Nel 2022 Vivian Jenna Wilson 2022, a 18 anni, aveva chiesto l’approvazione del tribunale della California per cambiare il suo cognome spiegando che non desiderava essere più imparentata in nessun modo con il suo padre biologico. E dopo le ultime dichiarazioni del padre ha deciso di rilasciare anche lei un’intervista per rispondere a quelle frasi. «Dalle parole sembra molto chiara la radice di questa sua ossessione transfobica», continua Roberta Parigiani. «Nell’ego che lo contraddistingue c’è il controllo e il controllo delle persone, un controllo che lo fa assomigliare a quel padre padrone che il patriarcato ci ha sempre descritto e che lui incarna a pieno. Sotto c’è un problema di incapacità a riconoscere le libertà altrui, in questo caso la libertà della figlia di autodeterminarsi in un genere. Musk non lo accetta perché nel farlo sua figlia gli sottrae quel potere sovradeterminante che un maschio fa fatica a togliersi di dosso. Tutto questo ci racconta di un padre che probabilmente non ha mai voluto fare il padre perché le identità non ingannano nessuno e nessuna. Se lui avesse avuto a cuore la figlia, avrebbe saputo fin da subito in che direzione si muoveva il suo desiderio».

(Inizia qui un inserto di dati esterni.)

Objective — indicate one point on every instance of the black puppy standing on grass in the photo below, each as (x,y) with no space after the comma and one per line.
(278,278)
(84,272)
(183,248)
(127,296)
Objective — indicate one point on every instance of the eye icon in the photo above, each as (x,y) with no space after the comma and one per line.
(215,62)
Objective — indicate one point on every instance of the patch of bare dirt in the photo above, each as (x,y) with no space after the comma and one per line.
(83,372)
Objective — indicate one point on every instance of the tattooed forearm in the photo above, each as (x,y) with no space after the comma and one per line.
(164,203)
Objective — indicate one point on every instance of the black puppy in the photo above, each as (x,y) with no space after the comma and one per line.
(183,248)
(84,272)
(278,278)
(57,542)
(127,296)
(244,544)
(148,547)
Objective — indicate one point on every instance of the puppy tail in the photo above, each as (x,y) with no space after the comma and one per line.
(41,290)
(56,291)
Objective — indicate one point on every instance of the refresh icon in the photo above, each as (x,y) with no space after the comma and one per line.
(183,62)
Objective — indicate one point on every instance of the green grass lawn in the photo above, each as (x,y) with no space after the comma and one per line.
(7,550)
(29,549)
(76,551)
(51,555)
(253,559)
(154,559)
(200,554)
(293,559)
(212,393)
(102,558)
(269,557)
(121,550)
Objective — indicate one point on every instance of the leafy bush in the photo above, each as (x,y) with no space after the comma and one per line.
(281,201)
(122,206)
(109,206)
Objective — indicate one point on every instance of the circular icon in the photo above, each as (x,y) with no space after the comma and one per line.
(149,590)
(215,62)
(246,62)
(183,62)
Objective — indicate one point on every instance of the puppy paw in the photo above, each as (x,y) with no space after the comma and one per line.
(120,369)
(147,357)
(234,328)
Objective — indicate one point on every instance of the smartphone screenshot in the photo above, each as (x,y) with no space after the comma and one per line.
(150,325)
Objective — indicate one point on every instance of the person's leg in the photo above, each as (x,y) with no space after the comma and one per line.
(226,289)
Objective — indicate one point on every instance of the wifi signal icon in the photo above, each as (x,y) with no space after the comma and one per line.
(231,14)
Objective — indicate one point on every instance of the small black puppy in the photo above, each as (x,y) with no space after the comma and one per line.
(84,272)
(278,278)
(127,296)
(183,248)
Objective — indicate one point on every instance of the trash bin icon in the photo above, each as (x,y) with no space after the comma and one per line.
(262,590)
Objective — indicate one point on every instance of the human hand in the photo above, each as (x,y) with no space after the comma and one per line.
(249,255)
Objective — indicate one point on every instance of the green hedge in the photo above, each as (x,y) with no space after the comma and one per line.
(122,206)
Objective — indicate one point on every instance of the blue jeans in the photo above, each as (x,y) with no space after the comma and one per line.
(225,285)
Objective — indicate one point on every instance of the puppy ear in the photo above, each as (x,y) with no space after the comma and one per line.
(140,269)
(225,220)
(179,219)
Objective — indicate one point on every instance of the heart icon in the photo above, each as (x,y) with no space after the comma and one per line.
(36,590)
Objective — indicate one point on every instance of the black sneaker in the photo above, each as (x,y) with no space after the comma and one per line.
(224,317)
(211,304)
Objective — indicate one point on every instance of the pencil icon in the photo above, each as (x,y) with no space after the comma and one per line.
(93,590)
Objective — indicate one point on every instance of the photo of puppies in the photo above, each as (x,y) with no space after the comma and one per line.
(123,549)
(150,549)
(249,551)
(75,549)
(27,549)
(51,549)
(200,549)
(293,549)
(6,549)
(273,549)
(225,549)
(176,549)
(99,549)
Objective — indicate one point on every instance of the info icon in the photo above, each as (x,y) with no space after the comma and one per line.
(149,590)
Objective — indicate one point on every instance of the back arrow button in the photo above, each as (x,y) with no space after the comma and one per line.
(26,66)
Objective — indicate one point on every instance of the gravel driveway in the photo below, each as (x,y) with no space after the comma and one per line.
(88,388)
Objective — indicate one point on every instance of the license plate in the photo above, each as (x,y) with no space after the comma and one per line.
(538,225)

Nell’intervista rilasciata, Musk ha parlato poi di Vivian come un figlio morto, parlando a sproposito del dead name e mostrando la totale non comprensione affrontato da sua figlia e da tutte le persone che intraprendono percorsi di transizione di genere. «Le parole che Elon Musk pronuncia, al netto della sofferenza che possono produrre in una figlia, sono parole che vanno a ledere non solo lei ma tutta la comunità trans oppressa dentro retoriche patologizzanti, o che ci vedono come vittime o che ci vedono come persone nate in corpi sbagliati. Queste dialettiche invece che andare a capire il vero nodo della questione che è l’autodeterminazione ci continuano a costringere in scenari che non fanno bene a nessuno e a nessuna. Non si muore e non si rinasce ma si vive un percorso esperienziale che va a creare una consapevolezza nuova. Le persone trans non sono vittime di una manipolazione, sono sempre esistite. È del tutto fuorviante dire che oggi le persone trans siano di più in funzione di un contagio sociale come viene detto anche nel nostro Paese. Se ci contiamo di più è perché abbiamo più strumenti per riconoscerci, ha un ruolo in questo la capacità della coscienza civica di riconoscere e accogliere le pluralità. Non è manipolazione è dare strumenti e questo io lo chiamo progresso».